Até o momento, apenas seis foram identificados e, destes, somente três famílias estão dispostas a repatriá-los para Castillejos; os demais permanecem sem nome. "Para conhecer suas histórias, alguém teria que procurá-los", explica Said Mohammed, responsável pelo cemitério muçulmano. Após dezessete dias, ninguém o fez, e assim essas pessoas sem nome — em sua maioria meninos muito jovens com aparência norte-africana, enquanto cerca de vinte são africanos subsaarianos que serão enviados ao cemitério católico — permanecem aqui.

Abaixados nas fendas, os "mkbara", de lado, com o ombro direito apoiado no chão para que se possa sempre estar voltado para Meca. "Mesmo que não haja ninguém no funeral, fazemos como faríamos para qualquer outra pessoa, com o mesmo cuidado com os preparativos e as orações", acrescenta Said. Aqui, é possível reconhecer imediatamente as sepulturas dos migrantes: estão cobertas com montes de terra sem mármore ou telhas, e não têm plantas aromáticas nem bacias de água, como é tradição no Islã para continuar dando vida a outros seres vivos mesmo após a morte; têm apenas um número.

"Alguém tem que pagar pelo que aconteceu, porque é uma tragédia, e se nada for feito, os mais fracos sempre acabam pagando", acrescenta Said, de 51 anos, que trabalha no cemitério há 26 anos, mas diz que ninguém se acostuma com a morte.

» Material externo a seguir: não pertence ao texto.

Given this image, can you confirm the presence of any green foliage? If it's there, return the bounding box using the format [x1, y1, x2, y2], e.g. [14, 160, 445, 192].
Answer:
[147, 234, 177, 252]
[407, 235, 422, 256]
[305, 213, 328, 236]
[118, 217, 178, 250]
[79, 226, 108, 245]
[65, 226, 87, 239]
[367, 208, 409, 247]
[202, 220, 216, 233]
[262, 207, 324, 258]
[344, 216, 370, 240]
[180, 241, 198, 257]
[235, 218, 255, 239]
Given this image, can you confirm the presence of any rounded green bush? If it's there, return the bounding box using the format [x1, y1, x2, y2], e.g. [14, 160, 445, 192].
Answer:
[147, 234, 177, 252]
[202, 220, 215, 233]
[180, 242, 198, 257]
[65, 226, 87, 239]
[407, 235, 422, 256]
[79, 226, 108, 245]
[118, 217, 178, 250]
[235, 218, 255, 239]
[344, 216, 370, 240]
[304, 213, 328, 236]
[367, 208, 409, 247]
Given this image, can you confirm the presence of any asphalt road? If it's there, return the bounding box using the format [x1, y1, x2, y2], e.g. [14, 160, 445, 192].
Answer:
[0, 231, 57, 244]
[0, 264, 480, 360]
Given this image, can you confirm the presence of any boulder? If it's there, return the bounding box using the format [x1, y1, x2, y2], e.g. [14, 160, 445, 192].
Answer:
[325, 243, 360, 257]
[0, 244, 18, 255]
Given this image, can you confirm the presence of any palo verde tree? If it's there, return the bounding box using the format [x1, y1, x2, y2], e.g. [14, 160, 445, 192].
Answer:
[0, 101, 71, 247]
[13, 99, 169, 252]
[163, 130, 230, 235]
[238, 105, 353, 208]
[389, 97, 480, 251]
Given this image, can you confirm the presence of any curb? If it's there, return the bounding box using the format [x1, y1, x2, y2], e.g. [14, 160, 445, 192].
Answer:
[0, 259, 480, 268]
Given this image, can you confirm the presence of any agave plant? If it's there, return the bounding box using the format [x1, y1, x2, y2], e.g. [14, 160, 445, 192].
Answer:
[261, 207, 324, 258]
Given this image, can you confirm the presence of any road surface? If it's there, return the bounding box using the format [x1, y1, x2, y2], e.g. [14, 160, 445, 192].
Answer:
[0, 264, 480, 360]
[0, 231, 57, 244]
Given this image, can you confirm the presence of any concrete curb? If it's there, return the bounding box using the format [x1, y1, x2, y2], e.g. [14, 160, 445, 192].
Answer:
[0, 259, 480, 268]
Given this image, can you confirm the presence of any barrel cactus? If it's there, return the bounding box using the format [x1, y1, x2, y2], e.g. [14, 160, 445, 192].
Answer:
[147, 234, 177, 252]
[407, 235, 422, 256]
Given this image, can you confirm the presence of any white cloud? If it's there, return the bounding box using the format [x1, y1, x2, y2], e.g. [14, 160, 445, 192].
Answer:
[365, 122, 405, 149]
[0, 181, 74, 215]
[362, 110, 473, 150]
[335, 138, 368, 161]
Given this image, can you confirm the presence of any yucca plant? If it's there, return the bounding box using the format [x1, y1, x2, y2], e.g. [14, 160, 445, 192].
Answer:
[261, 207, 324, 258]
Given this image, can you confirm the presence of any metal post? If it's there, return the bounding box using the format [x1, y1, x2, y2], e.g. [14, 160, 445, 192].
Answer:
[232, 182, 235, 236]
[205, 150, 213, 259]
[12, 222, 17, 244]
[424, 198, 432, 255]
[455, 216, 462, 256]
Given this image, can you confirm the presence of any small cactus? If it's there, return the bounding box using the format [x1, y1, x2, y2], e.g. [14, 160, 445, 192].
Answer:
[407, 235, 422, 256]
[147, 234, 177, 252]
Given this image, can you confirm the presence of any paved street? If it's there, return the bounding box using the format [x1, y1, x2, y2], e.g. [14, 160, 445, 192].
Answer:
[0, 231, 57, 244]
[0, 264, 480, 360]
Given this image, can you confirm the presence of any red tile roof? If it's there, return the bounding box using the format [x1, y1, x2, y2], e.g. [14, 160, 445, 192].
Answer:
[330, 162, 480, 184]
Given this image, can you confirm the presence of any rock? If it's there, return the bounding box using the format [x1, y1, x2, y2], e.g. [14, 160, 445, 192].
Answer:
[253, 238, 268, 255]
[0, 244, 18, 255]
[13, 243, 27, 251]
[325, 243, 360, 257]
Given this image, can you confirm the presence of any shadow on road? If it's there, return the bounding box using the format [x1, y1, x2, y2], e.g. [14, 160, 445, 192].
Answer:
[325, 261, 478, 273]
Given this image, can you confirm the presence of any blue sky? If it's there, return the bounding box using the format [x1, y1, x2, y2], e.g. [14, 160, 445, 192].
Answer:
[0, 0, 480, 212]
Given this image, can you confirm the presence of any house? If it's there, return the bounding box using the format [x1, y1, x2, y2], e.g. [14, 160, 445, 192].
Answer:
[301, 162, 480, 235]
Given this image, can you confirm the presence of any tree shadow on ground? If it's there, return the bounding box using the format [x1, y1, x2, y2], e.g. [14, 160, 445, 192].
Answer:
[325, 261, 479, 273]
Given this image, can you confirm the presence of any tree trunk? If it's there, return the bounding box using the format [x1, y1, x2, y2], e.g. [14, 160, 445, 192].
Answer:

O restante das obras de ampliação urgente do local continuará nos próximos dias, numa corrida contra o tempo para proporcionar a essas pessoas um enterro digno e resolver o grave problema de saúde relacionado ao avançado estado de decomposição dos corpos. "O projeto de ampliação já estava planejado, mas com essa catástrofe, tivemos que tornar a obra uma emergência." No total, segundo ONGs, mais de 140 migrantes morreram durante a travessia, a maioria esmagada e afogada, mas esses 83 foram encontrados no lado espanhol.

"Antes da avalanche, já havia sete migrantes mortos para serem removidos. Sempre sofremos com a imigração aqui: todos os meses, durante anos, enterramos de dois a três migrantes", diz Said, que lembra como, nos primeiros dias após a avalanche, muitos dormiram dentro do cemitério, mas, por respeito aos falecidos, foram obrigados a retirá-los posteriormente.

A segurança já está presente na parte antiga, enquanto as obras continuam a todo vapor na nova seção. "Queríamos manter tudo junto, na mesma área. Poderia se tornar uma espécie de monumento à tragédia da imigração", conclui Said.